Resumo: O texto problematiza a cidade como suporte e mediação para um tipo de experiência urbana cada vez mais comum, a intervenção de agentes das visualidades contemporâneas. Recorro à coleção do projeto da série_na rua_em Curitiba. Esse projeto é uma coleção de imagens produzidas na etnografia da e na cidade de Curitiba- PR. Proponho refletir a respeito dessas plásticas para problematizar como essas intervenções transpõem não somente uma relação estética, mas também, uma revisão de práticas de arte. Palavras-chave: etnografia de rua, colagens, arte urbana.

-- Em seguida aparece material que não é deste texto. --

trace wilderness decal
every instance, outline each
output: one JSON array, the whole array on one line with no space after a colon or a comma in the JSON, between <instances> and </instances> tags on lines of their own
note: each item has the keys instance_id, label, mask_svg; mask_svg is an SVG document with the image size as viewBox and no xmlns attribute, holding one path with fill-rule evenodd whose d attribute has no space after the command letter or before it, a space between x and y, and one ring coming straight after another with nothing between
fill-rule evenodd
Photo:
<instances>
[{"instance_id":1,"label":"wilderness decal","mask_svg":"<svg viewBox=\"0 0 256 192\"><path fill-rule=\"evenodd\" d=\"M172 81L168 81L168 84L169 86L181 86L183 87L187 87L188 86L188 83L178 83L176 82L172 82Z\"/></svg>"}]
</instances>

When the gallery is the city Abstract: The text problematizes the city as support and mediation for a kind of urban experience that is becoming increasingly widespread — the intervention of agents of contemporary visualities. I turn to the collection of the project da série_na rua_em Curitiba (in_the_street_in Curitiba series). This project is a collection of images produced in the ethnography of and in the city of Curitiba-PR. I propose to reflect on these plastics to problematize how these interventions transpose not only an aesthetic relation but also a revision of art practices. Keywords: street ethnography, collage, urban art.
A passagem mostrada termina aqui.